Node is marketed towards people with Javascript experience to a large degree, it seems to me (I could be wrong). People with Javascript experience more than likely have it via writing for a browser. A browser functions functions identically to Node: the event loop. So, those coming from writing Javascript in a browser will merely carry through their knowledge of development practices to Node, meaning they intrinsically will write event based code.

Or at least that line of thought makes sense to me.


Really? I've almost never seen node.js pitched to anyone other than newbies (although not in the enterprise trenches for sure).

Rarely the pitch involves being able to share libraries between the server side and browser side (wonderful benefit of node.js)

Most of the time it's being sold as "you already know javascript" or "it's super fast, because non-blocking is magic sauce!"

I haven't used Node.js for anything serious but the hype and especially the discussion around the now infamous node is cancer post sure makes it seem like Biilmann was correct when he said "For better or worse, Node is like the PHP of concurrency and ever so often worse is better"

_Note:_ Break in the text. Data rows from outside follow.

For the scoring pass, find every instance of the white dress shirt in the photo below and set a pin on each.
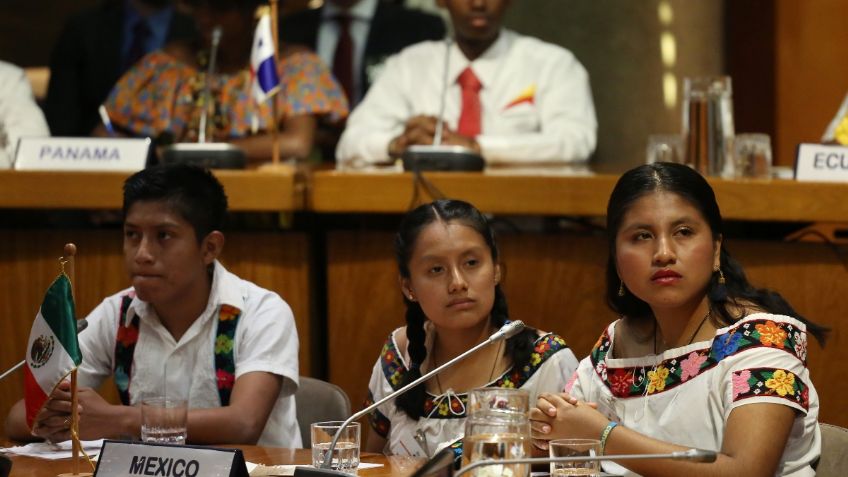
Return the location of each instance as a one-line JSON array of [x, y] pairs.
[[265, 340], [361, 15], [536, 101], [20, 116]]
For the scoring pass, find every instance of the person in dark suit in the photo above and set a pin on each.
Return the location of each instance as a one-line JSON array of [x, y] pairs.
[[386, 28], [95, 48]]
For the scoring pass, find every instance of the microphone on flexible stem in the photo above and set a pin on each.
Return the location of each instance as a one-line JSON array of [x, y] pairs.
[[81, 325], [438, 156], [505, 332], [693, 455], [219, 155]]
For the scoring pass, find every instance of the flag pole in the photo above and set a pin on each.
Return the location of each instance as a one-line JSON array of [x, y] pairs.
[[275, 133], [67, 261]]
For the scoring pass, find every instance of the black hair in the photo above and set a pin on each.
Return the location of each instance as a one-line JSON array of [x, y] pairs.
[[518, 348], [692, 187], [190, 191]]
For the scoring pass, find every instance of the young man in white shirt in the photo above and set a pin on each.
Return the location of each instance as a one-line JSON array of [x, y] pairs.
[[186, 325], [533, 99]]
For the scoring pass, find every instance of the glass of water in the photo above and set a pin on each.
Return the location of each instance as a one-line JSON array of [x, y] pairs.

Even if that's not true, if that demographic is the dominant users of and contributors to Node then that's what Node will become.


<derail>

I find the notion of sharing libraries between the client and server kind of odd, in that people who talk about the "open web" think it's a desirable quality.

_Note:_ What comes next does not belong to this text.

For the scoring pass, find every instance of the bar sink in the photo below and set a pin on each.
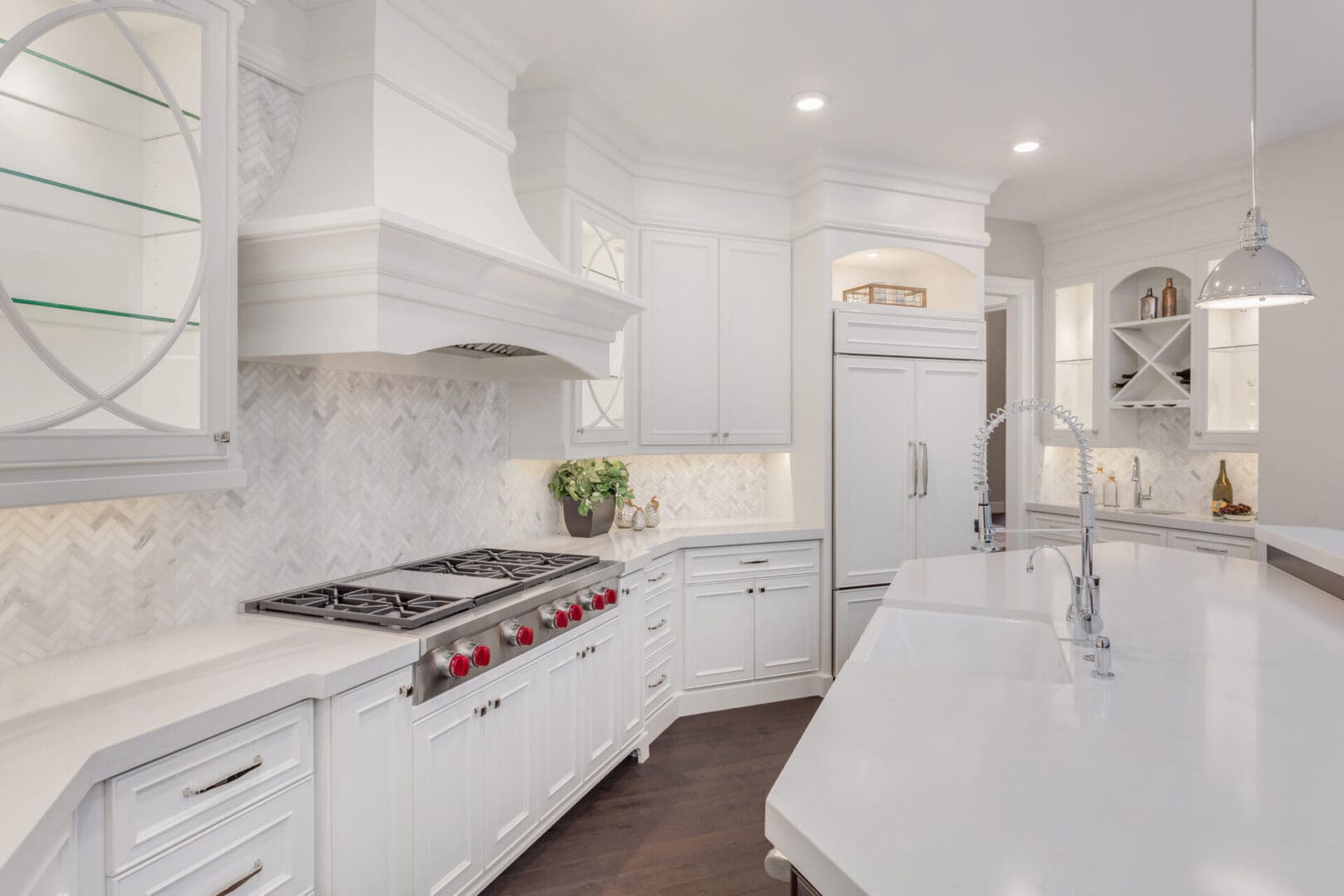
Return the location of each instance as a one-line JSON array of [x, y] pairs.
[[965, 640]]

it allows you to rev a protocol faster, but at the cost of not being forced to have a point of reference that isn't also intrinsically tied to one implementation of the protocol, which seems a very un-open thing to do to me.

</derail>


The libraries I was thinking of sharing are all ones that are tightly coupled to the specific pages they would be on and all related to UI.

Things like form validation, user input normalization, navigation options. There are ton of small data manipulation functions that you either have to maintain in both javascript and your server side language and cause some weird bugs when one version doesn't behave exactly the same as the other or else you need to make a bunch of unnecessary ajax calls just to avoid reimplementing things in js.

There is much deeper integration you could do but I think we're on the same page as to why that's a bad idea.